According to the book “Fortune’s Children” by Vanderbilt descendant Arthur T. Vanderbilt II, architect “Hunt knew his new young clients very well, and he understood the function of architecture as a reflection of ambition. He sensed that Alva wasn’t interested in another home. She wanted a weapon: a house she could use as a battering ram to crash through the gates of society.” The interiors were decorated from trips to Europe, with items from both antique shops and from “pillaging the ancient homes of impoverished nobility.” The facade was of Indiana limestone and the grand hall built of stone quarried from Caen, France.
However, Alva’s plans were bigger than just a fancy house; she also threw an extravagant ball where she invited not only the usual 400, but also 1,200 of New York’s finest— all except for Mrs. Astor. In response, Mrs. Astor ended up calling on Alva’s new home to secure the proper invitation for herself and her daughter.
In the end, Alva’s efforts paid off. The New York press was head over heels about the event and the Times reported that “Mrs. Vanderbilt’s irreprochable taste was seen to perfection in her costume.” The New York World went on to say that it was an “event never equalled in the social annals of the metropolis.” With the hefty price tag of $250,000 (equivalent to $6.5 million in today’s market), the home secured the Vanderbilts’ place in New York society.

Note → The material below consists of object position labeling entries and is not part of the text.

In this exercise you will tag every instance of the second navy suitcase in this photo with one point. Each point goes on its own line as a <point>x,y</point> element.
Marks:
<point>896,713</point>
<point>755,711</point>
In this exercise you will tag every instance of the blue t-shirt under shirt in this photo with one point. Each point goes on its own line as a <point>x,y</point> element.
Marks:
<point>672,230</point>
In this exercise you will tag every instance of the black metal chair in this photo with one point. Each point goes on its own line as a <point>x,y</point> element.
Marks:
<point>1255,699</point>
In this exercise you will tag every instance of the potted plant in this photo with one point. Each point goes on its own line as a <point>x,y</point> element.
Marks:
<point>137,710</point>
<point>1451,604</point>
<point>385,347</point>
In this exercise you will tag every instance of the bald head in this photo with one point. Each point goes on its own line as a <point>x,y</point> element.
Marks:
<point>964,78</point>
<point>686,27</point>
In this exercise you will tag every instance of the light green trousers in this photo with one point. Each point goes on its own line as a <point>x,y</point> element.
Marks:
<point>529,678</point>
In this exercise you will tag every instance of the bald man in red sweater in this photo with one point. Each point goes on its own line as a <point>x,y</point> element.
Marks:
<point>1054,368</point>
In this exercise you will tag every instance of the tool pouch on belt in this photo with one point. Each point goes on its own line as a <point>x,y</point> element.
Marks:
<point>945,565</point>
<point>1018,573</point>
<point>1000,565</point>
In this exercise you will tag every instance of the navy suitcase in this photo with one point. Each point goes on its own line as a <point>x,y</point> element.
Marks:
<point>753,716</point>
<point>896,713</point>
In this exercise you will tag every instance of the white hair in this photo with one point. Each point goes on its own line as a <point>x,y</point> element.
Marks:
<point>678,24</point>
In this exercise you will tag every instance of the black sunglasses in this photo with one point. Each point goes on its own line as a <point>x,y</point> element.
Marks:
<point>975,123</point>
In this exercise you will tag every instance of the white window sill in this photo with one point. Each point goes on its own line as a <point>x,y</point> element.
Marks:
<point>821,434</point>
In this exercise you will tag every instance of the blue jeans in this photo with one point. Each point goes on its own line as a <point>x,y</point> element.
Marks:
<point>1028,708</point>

Unfortunately, in 1926, the mansion was sold to a real estate developer and replaced by 666 Fifth Avenue where Zara currently occupies the retail floor.
Freeport Spite House ↑
Freeport New York, located about 30 miles outside of New York city, is home to another infamous spite house. This dwelling was built in the 19th century by a New York developer in protest to the town’s plans to lay the city out in a grid. Virtually overnight, the Victorian house was erected on a triangular piece of land at the corner of Lena Avenue and Wilson Place. Today the home still stands and is currently occupied.